The International Monetary Fund (IMF) has urged Kenya to update its crypto regulations to align with global standards, addressing risks related to money laundering, terrorism financing, and consumer protection. A report highlights gaps in the country's outdated regulatory framework for digital assets.

  • Kenya's current laws lack authority over cryptocurrencies, exposing vulnerabilities to scams and crimes.
  • A recent survey indicated that 38% of respondents know someone affected by crypto scams, while 62% are aware of money laundering risks.
  • In February 2024, authorities issued alerts about crypto platform fraud schemes.

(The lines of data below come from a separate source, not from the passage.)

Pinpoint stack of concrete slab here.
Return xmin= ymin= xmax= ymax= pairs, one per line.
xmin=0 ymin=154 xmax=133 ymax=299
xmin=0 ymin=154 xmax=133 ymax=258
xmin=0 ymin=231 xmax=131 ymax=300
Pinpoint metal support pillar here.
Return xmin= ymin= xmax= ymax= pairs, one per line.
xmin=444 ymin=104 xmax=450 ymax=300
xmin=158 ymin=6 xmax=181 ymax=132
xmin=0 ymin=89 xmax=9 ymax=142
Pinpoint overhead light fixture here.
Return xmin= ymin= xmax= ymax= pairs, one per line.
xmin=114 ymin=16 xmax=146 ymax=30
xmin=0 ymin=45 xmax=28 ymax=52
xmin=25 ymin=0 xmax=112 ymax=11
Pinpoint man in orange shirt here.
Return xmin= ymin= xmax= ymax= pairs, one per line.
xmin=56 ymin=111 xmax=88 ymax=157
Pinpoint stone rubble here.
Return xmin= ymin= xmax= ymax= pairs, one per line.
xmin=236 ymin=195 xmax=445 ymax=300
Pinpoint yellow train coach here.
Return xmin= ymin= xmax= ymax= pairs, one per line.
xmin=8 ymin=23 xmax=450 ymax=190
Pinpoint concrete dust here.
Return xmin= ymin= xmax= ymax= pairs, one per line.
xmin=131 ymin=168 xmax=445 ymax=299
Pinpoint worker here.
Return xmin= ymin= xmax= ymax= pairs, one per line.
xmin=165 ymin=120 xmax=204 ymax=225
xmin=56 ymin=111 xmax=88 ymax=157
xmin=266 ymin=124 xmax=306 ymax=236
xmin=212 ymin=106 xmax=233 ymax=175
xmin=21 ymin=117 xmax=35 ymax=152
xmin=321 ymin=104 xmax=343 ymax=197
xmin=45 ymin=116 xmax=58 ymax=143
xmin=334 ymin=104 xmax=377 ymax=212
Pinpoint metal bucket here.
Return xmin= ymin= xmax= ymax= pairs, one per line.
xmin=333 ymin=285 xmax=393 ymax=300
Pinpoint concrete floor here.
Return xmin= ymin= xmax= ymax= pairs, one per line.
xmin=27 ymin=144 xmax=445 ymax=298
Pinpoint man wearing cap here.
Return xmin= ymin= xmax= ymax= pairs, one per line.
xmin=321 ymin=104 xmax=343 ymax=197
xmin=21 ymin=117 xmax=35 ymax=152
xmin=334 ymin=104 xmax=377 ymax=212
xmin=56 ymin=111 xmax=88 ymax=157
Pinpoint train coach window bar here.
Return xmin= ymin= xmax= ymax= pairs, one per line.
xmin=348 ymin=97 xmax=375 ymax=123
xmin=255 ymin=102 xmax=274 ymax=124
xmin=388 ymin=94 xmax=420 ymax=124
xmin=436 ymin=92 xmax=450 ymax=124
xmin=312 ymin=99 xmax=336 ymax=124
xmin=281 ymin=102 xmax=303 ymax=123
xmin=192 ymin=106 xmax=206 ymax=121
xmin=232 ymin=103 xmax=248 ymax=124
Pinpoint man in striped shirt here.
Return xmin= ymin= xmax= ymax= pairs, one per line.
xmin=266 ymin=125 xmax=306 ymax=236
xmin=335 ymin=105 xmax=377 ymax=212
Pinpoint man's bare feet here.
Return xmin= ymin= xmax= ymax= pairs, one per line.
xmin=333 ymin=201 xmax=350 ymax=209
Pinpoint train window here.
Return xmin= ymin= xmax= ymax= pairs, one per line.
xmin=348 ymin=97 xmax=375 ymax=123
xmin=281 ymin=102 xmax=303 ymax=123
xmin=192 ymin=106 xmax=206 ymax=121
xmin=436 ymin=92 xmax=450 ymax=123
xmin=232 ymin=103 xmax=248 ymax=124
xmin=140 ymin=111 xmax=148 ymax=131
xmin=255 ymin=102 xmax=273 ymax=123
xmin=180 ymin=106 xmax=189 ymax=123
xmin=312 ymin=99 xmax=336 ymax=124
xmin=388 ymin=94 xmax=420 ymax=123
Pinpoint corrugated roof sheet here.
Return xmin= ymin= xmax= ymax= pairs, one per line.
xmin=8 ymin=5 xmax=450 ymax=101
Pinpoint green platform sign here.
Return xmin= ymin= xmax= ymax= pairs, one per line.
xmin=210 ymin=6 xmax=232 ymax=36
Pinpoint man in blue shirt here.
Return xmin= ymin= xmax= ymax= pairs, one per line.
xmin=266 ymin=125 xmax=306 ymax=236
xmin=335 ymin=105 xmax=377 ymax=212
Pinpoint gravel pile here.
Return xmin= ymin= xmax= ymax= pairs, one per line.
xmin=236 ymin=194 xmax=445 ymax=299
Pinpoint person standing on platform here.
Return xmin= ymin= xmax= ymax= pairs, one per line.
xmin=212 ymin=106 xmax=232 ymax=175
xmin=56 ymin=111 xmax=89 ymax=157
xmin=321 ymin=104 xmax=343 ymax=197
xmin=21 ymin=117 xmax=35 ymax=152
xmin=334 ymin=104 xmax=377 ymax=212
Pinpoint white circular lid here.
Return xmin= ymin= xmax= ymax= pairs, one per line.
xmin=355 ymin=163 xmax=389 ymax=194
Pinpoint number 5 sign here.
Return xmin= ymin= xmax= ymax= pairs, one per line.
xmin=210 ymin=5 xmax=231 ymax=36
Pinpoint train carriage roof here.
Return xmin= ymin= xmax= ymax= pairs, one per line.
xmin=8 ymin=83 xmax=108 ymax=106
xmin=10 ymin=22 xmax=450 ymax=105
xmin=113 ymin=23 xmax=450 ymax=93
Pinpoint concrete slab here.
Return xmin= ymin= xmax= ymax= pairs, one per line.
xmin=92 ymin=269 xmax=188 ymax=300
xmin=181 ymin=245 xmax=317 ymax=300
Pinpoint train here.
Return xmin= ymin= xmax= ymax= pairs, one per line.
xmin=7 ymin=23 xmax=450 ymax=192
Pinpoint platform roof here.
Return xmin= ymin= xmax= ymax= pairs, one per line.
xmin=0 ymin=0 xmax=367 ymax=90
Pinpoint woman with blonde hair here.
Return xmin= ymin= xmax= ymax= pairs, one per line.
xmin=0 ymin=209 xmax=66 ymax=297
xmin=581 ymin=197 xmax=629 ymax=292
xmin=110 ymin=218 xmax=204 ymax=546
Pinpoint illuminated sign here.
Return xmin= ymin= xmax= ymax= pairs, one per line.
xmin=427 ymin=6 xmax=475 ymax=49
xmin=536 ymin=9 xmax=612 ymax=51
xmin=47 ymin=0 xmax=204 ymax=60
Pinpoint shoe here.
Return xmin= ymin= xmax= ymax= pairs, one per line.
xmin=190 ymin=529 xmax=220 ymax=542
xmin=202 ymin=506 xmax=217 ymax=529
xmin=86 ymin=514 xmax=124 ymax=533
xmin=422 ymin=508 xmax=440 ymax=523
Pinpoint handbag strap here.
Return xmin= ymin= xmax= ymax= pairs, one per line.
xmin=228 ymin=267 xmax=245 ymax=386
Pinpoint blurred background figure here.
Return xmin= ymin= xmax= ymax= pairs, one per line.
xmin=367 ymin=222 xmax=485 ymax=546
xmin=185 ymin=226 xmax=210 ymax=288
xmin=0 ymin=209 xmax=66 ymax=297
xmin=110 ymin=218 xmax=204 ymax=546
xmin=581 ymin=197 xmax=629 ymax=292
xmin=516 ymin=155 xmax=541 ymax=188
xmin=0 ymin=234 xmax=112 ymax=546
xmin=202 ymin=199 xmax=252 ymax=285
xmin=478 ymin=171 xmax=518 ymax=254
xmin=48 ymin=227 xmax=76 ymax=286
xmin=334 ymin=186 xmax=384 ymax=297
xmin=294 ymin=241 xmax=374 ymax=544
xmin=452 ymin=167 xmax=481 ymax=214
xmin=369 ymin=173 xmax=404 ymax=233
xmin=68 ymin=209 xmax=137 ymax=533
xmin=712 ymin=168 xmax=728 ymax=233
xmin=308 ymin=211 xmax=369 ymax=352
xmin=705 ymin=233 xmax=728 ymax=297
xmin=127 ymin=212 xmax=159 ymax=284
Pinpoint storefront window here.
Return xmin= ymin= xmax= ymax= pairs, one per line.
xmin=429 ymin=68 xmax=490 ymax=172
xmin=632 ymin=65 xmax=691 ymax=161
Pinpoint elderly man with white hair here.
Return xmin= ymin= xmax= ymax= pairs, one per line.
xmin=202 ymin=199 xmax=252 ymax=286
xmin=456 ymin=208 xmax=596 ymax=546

IMF Calls for Global Crypto Standards

Kenyan lawmakers are divided on crypto regulation. The IMF recommends a structured regulatory framework to ensure compliance with international standards and protect consumers.

“The development of Kenya’s regulatory and supervisory framework for crypto assets should be aligned with international frameworks and standards,” said IMF.

  • Alignment needed with protocols like the Bali Fintech Agenda and FATF guidelines.
  • IMF suggests a phased strategy: analyze the crypto market within 6-12 months, then develop a comprehensive legal framework beyond 12 months.
  • Authorities should avoid conflicting terms to ensure consistency in legal definitions.

Broader Financial Reforms

The IMF’s call for crypto regulation is part of a broader engagement with Kenya’s financial systems. In June 2024, Kenya reached a staff-level agreement with the IMF to address fiscal issues and improve debt sustainability.

  • By December 2024, the IMF emphasized the need for stronger fiscal policies to protect against economic shocks.